Sector arrocero acusa a una "mafia importadora" detrás del reclamo de EE. UU. para derogar el decreto que protege el arroz criollo
Fenarroz advierte que eliminar el Decreto 693-24 pondría en riesgo hasta 300,000 empleos vinculados al cultivo
Redacción de Libertad Comunicacional
Editor jefe: Domingo Batista
15 de septiembre de 2026 a las 06:12 a. m.Lectura de 5 min

Fotografía: Jornaleros trabajan en una parcela arrocera
La producción de arroz de República Dominicana quedó en el centro del debate comercial con Estados Unidos, luego de que la Oficina del Representante Comercial estadounidense (USTR) solicitara formalmente, el viernes pasado, la derogación del Decreto 693-24, que establece medidas arancelarias para proteger el cultivo local. Según explicó la USTR en su cuenta de X, la petición busca garantizar el acceso del arroz estadounidense al mercado dominicano en el marco del DR-Cafta, y fue planteada durante una reunión virtual con el canciller Víctor Bisonó, en la que participaron el representante comercial adjunto Jeffrey Goettman y la embajadora Julie Callahan.
Para el sector arrocero dominicano, la presión de Washington responde a un manejo deficiente de las importaciones registrado entre 2024 y 2025, más que a un incumplimiento estructural del país. El presidente de la Federación Nacional de Productores de Arroz (Fenarroz), Marco Rodríguez, afirmó que el año pasado ingresaron al mercado local 220,000 toneladas métricas del cereal, muy por encima de las 23,300 toneladas que el propio decreto reserva para Estados Unidos con arancel cero. "El arroz que faltara se le iba a comprar a ellos", explicó Rodríguez, al recordar que Washington no objetó la norma cuando fue emitida, bajo el entendido de que sería su principal proveedor del faltante. Según el diario Hoy, el dirigente advirtió además que derogar el decreto podría hacer desaparecer a 30,000 productores y unos 300,000 empleos directos e indirectos, y admitió que el país no se preparó para competir en un escenario de apertura total.
Los datos de la Dirección General de Aduanas (DGA) respaldan parte del reclamo del sector: entre 2016 y 2023, República Dominicana no registró importaciones de arroz desde Uruguay, pero en 2024 y 2025 esas compras sumaron 16.4 millones de dólares, frente a 60.7 millones de dólares importados desde Estados Unidos en el mismo período.

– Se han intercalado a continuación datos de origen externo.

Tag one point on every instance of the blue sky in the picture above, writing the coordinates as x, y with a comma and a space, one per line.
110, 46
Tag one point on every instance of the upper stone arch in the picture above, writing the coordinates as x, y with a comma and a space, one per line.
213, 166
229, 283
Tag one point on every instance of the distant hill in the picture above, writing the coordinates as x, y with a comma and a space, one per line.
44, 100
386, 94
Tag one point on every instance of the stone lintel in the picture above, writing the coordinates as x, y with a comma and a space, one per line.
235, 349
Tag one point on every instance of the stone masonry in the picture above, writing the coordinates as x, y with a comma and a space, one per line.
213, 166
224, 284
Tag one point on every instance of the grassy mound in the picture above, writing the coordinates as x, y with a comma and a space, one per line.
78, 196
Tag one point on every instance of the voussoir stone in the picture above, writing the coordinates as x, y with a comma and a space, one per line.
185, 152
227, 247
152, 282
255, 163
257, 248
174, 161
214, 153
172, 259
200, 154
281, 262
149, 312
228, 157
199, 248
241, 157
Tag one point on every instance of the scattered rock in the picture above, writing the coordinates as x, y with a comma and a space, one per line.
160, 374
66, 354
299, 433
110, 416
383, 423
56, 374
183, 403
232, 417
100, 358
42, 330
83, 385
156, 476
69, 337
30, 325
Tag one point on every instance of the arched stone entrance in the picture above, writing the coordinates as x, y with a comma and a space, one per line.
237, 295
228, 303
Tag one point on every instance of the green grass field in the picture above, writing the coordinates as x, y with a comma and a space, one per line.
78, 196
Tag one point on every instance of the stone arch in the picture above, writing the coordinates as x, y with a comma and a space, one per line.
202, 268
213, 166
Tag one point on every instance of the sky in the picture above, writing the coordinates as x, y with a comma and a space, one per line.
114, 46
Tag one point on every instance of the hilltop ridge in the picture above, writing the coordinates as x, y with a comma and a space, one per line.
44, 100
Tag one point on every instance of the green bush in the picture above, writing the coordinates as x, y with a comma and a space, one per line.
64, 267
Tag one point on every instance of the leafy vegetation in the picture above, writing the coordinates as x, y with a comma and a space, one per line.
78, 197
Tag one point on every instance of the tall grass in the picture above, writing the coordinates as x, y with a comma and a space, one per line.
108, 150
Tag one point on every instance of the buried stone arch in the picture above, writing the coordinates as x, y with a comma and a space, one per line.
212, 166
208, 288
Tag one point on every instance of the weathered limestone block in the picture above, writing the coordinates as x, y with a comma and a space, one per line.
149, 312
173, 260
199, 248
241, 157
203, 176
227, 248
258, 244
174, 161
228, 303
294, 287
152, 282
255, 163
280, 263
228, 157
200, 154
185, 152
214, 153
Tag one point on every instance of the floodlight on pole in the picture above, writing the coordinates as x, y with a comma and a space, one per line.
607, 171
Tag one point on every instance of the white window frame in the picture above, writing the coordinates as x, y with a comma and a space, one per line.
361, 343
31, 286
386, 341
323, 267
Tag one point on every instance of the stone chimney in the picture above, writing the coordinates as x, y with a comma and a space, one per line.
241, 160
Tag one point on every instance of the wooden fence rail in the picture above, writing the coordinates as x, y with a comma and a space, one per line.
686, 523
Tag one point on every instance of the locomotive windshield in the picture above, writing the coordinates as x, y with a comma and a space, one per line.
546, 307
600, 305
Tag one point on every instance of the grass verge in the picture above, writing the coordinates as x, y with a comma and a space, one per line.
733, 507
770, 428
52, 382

El productor Iván Tío fue más directo al calificar lo ocurrido como "una especie de mafia importadora", que según su estimación trajo al país más de 4.5 millones de quintales desde Uruguay, Brasil, Guyana y Centroamérica entre 2024 y 2025. Tío sostuvo que esas compras representaron un negocio favorable para los importadores en perjuicio del campo dominicano, y consideró que ese desvío hacia proveedores suramericanos fue lo que detonó el reclamo del Departamento de Agricultura estadounidense.
El decreto, firmado por el presidente Luis Abinader en diciembre de 2024, aplica un arancel de 20 % ad valorem al arroz importado dentro del contingente que el país mantiene ante la Organización Mundial del Comercio, y de 99 % una vez superada esa cuota. Fenarroz propuso a las autoridades negociar con Washington la compra del volumen que la producción nacional no logre cubrir, en lugar de eliminar la protección arancelaria.
Mientras el Gobierno no fija una posición oficial el Ministerio de Industria, Comercio y Mipymes remitió las consultas a la Cancillería, el vicepresidente ejecutivo del Consejo Nacional de la Empresa Privada (Conep), César Dargam, pidió esperar propuestas concretas que prioricen la producción nacional. El director de la Unión Arrocera Dominicana, Heraldo Suero, se mostró confiado en que Abinader defenderá el sector, aunque advirtió que una liberación total de las importaciones afectaría a siete provincias arroceras. Por su parte, el vicepresidente del Partido de la Liberación Dominicana, Yván Lorenzo, alertó que más de 33,000 productores podrían enfrentar dificultades económicas por el inventario acumulado. La negociación bilateral se da, además, en momentos en que Estados Unidos mantiene un arancel de 12.5 % sobre las exportaciones dominicanas, otro punto que ambos gobiernos buscan destrabar en las próximas semanas.